Monday, July 25, 2011

Google Docs API International Character Support

If you haven't seen my NoteSync app yet you should check it out: NoteSync. It's a very useful app in my opinion. It lets you take notes on your Android device and automatically synchronizes them with Google Docs. My users find it extremely handy; however, when I launched it I had some upset international users who found that my app did not preserve the special characters in their language. When they would sync with Google Docs they would get the infamous "?" block character in their browser where a special character should have been. This was a huge problem and was surprisingly difficult for me to solve.
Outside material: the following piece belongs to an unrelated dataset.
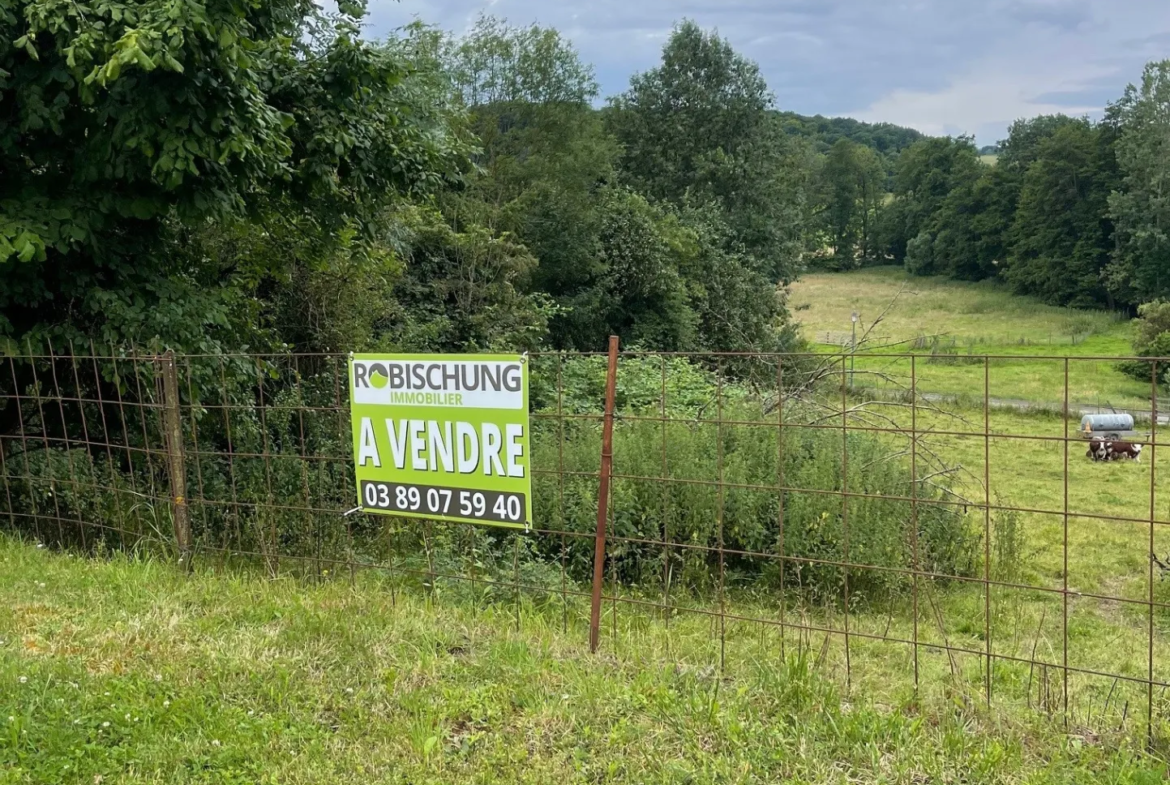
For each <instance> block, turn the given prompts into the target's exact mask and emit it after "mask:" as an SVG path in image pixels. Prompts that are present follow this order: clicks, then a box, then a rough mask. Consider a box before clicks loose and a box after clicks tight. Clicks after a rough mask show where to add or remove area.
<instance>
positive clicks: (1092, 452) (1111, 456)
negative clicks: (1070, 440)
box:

I knew the problem had to do with encoding. Google Docs API uses UTF-8. I also knew that it had to do with my upload process since the characters were preserved perfectly downstream. I simply tried encoding the content String like so:


private String utf8Encode(String t) {
try {
byte[] b = t.getBytes("UTF8");
return new String(b, "UTF8");
} catch (UnsupportedEncodingException e) {
e.printStackTrace();
}
return t;
}

But that had no effect. I took the problem to a couple friends of mine, a Googler, and a professor and mentor of mine from school and I learned that while my character encoding method should work, I was concatenating the UTF-8 string with other regular Java Strings which are UTF-16 by default. After much toiling I finally found the fix and it was surprisingly simple. To wrap my request I'm using the org.apache.http.entity.StringEntity which is then given to my HttpPut object and eventually executed. I discovered that StringEntity has a second constructor with a "charset" parameter. The fix was as easy as putting "UTF8" as the second parameter.

StringEntity docEntity = new StringEntity(data, "UTF8");

That's it. One liner fixes are OK as long as you don't spend days searching for the answer. Hopefully this is of help to someone else with the same issue.